Could you share how many epochs you trained to get result ./script/pred_alpha.png? My GPU is pretty slow, my model performs not as well as what mentioned in the paper after 10 epochs. FYI, the paper author said they only used 1 Titan X for training. Also, I notice that the validation code in matting_unpool.py was commented out. How did you tell the training results without validation?

Thank you!

protossw512 commented 6 years ago

I forgot how many epochs I trained, but it should be much more than 10. I am not able to access my server for now and in next month, so I cannot get detailed information for you.

The main reason of slow training could be data loading and processing, since this code did not use tensorflow's parallel dataloader, and some intermediate process cannot be down in cpu. I also downsampled original images, some of they have very high resolution.

I did not use any metric to validate, I just eyeballed the results and found them very close to ground truth matting results, but still not as good as ones in the paper. I mainly used this for segmentation refinement, so I did not pay too much attention for image matting.

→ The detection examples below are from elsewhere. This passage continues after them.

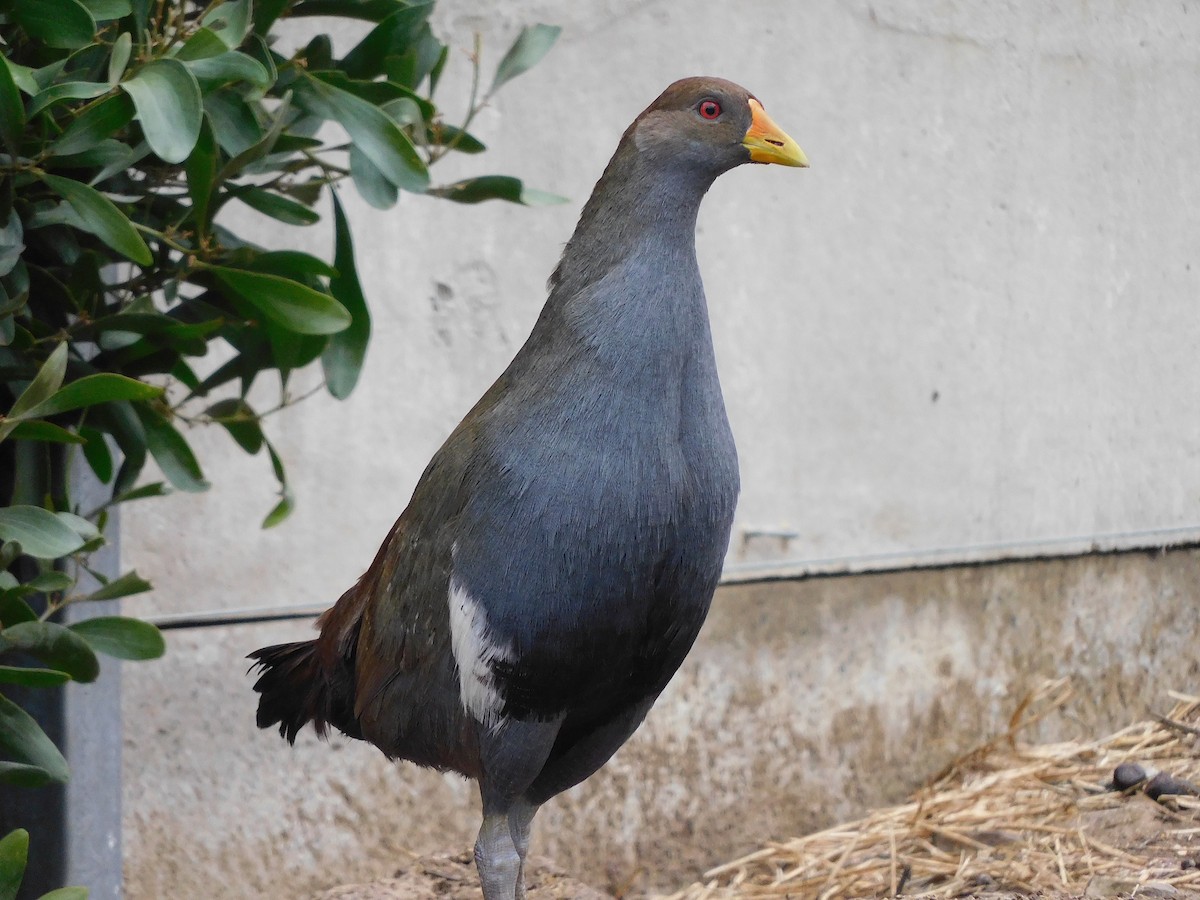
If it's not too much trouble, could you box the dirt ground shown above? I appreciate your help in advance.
[316,680,1200,900]
[314,792,1200,900]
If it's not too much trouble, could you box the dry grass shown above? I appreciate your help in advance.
[670,679,1200,900]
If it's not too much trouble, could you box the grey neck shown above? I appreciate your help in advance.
[550,140,716,304]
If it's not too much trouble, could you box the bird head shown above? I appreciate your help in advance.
[629,77,809,176]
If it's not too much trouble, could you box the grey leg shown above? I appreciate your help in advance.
[509,800,538,900]
[475,812,524,900]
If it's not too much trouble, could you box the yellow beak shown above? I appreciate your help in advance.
[742,97,809,167]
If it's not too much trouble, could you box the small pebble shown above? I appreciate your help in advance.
[1112,762,1146,791]
[1146,772,1200,800]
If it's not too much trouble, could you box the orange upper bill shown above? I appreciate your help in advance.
[742,97,809,167]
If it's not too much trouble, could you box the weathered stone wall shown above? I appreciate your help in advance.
[125,551,1200,900]
[122,0,1200,899]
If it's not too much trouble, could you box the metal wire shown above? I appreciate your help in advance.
[143,526,1200,631]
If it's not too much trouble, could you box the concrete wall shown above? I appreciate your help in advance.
[125,551,1200,900]
[124,0,1200,898]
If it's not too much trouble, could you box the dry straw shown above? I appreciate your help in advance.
[668,679,1200,900]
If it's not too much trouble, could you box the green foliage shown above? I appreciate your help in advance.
[0,830,88,900]
[0,0,559,900]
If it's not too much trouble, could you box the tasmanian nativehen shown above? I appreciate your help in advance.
[251,78,808,900]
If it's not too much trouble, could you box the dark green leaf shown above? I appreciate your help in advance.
[216,94,289,182]
[42,173,154,265]
[175,28,229,62]
[350,144,398,209]
[184,115,217,234]
[0,342,67,422]
[0,828,29,900]
[71,619,167,660]
[8,421,84,444]
[81,0,133,19]
[74,571,152,602]
[186,50,270,91]
[0,696,69,787]
[0,666,71,688]
[384,23,445,88]
[428,175,566,206]
[488,25,563,92]
[296,74,430,193]
[104,481,170,506]
[430,47,450,98]
[0,505,84,559]
[50,94,134,157]
[12,0,96,50]
[0,622,100,686]
[108,31,133,84]
[10,372,162,421]
[52,137,133,170]
[250,250,337,283]
[0,211,25,278]
[204,397,263,455]
[206,265,350,335]
[320,192,371,400]
[54,512,100,541]
[254,0,288,35]
[25,569,74,594]
[134,403,209,492]
[79,426,113,485]
[204,88,263,157]
[29,82,112,115]
[236,187,320,226]
[0,763,53,787]
[0,600,37,628]
[0,56,25,156]
[338,0,433,79]
[37,887,88,900]
[121,59,204,162]
[430,124,487,154]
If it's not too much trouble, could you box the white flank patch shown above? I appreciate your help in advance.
[450,576,512,727]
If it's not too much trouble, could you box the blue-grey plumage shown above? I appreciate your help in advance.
[252,78,806,900]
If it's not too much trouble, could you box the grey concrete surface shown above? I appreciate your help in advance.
[125,551,1200,900]
[122,0,1200,898]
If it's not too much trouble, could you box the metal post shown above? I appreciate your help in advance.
[0,466,121,900]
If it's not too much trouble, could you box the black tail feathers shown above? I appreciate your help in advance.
[248,641,362,744]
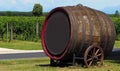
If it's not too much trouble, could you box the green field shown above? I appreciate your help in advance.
[0,58,120,71]
[0,40,42,50]
[0,40,120,50]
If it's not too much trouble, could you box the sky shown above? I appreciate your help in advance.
[0,0,120,13]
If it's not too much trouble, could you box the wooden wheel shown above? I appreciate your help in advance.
[84,45,104,67]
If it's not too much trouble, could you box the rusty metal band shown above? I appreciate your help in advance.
[99,12,109,50]
[77,6,86,54]
[84,7,93,47]
[91,9,103,46]
[66,7,78,53]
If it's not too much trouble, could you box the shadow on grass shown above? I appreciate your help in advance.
[106,48,120,64]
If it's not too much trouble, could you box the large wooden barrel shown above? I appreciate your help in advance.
[41,5,116,60]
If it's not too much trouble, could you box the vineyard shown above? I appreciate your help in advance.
[0,16,120,41]
[0,16,45,41]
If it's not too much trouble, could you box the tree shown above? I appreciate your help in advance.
[32,4,42,16]
[115,10,120,17]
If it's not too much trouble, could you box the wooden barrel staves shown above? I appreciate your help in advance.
[41,5,116,60]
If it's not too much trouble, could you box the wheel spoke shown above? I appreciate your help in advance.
[87,55,92,57]
[89,61,93,66]
[93,48,95,55]
[87,58,92,62]
[95,49,100,55]
[96,53,102,57]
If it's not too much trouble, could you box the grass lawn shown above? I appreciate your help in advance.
[0,58,120,71]
[0,40,120,50]
[114,41,120,48]
[0,40,42,50]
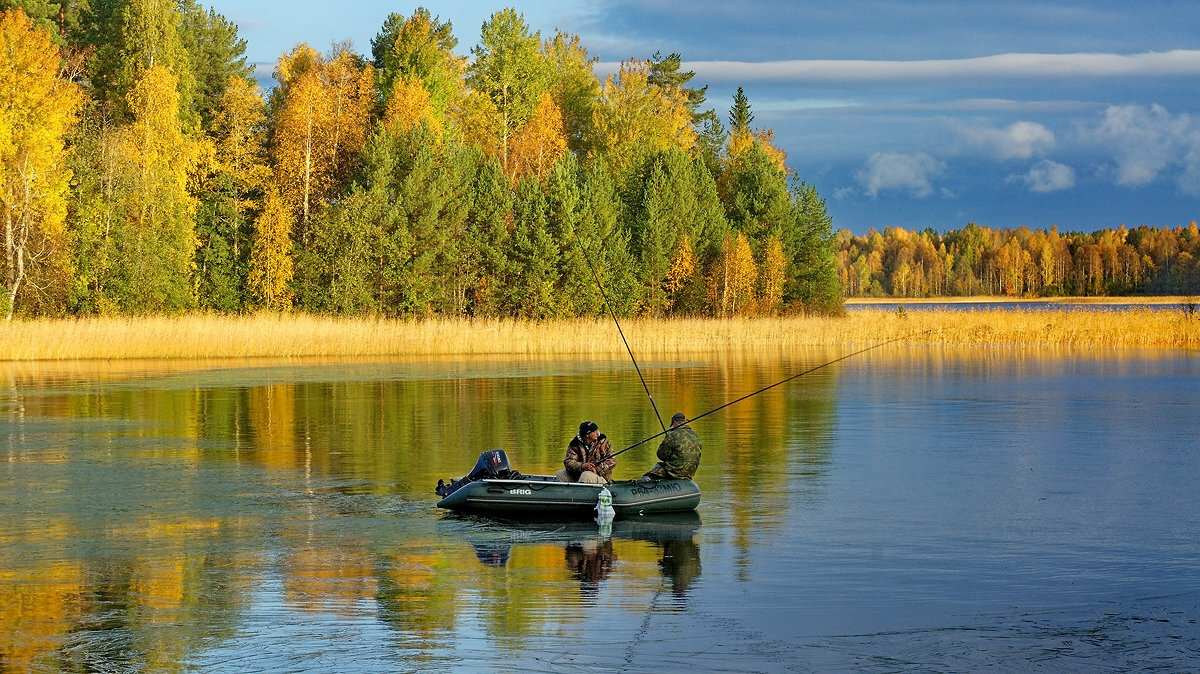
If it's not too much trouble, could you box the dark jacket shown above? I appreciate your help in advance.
[563,433,617,482]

I modified some part of the code afterwards, but still, I am not able to commit them right now. I would suggest you really try to convert this model to pytorch, and train from there, it should be much more easy to play around. The core idea of this paper is its loss function, network architecture is pretty outdated.

Are you doing this for research or production?

Bonnie970 commented 6 years ago

Hello, I am doing this for research. Thank you for your insights and suggestions, I am quite new to the field.

I did experiments with both original image and down-sampled ones, the difference is minor. I will update you if I found anything interesting in the future experiments!